The Discipline of Statistics Education1
Joan Garfield and Dani Ben-Zvi
The Growing Importance of Statistics
No one will debate the fact that quantitative information is everywhere and
numerical data are increasingly presented with the intention of adding credibility to
advertisements, arguments, or advice. Most would also agree that being able to properly
evaluate such evidence and data-based claims are important skills that all citizens should
have, and therefore, that all students should learn as part of their education. It is not
surprising therefore that statistics instruction at all educational levels is gaining more
students and drawing more attention.
The study of statistics provides students with tools and ideas to use in order to
react intelligently to quantitative information in the world around them. Reflecting this
need to improve students’ ability to think statistically, statistics and statistical reasoning
are becoming part of the mainstream school curriculum in many countries. For example,
more statistical content is being mandated in the K–12 mathematics curriculum
(Australian Education Council, 1994; Curriculum Corporation, 2006; Department for
Education and Employment, 1999; Ministry of Education, 1992; National Council of
Teachers for Mathematics, 2000).

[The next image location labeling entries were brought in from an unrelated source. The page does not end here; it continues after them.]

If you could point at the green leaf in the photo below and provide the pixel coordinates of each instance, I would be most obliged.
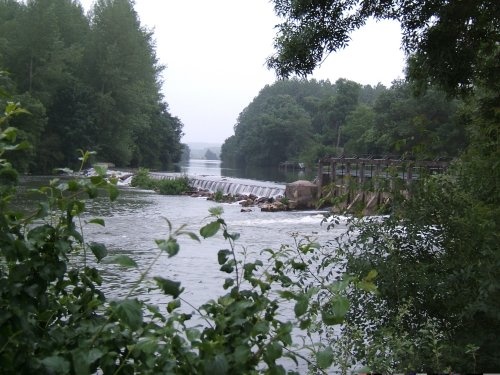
(273, 351)
(337, 311)
(301, 305)
(172, 305)
(228, 268)
(121, 260)
(99, 250)
(210, 229)
(170, 246)
(172, 288)
(97, 221)
(218, 365)
(324, 358)
(129, 312)
(113, 192)
(223, 256)
(228, 283)
(83, 358)
(191, 235)
(96, 180)
(371, 276)
(101, 171)
(56, 364)
(148, 345)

Additionally, as more and more departments realize the
importance of statistical thinking in their own disciplines, enrollments in statistics courses
at the college level continue to grow (Scheaffer & Stasney, 2004). Moore (1998)
suggested that statistics should be viewed as one of the liberal arts because statistics
involves distinctive and powerful ways of thinking: “Statistics is a general intellectual
method that applies wherever data, variation, and chance appear. It is a fundamental
method because data, variation, and chance are omnipresent in modern life” (p. 134).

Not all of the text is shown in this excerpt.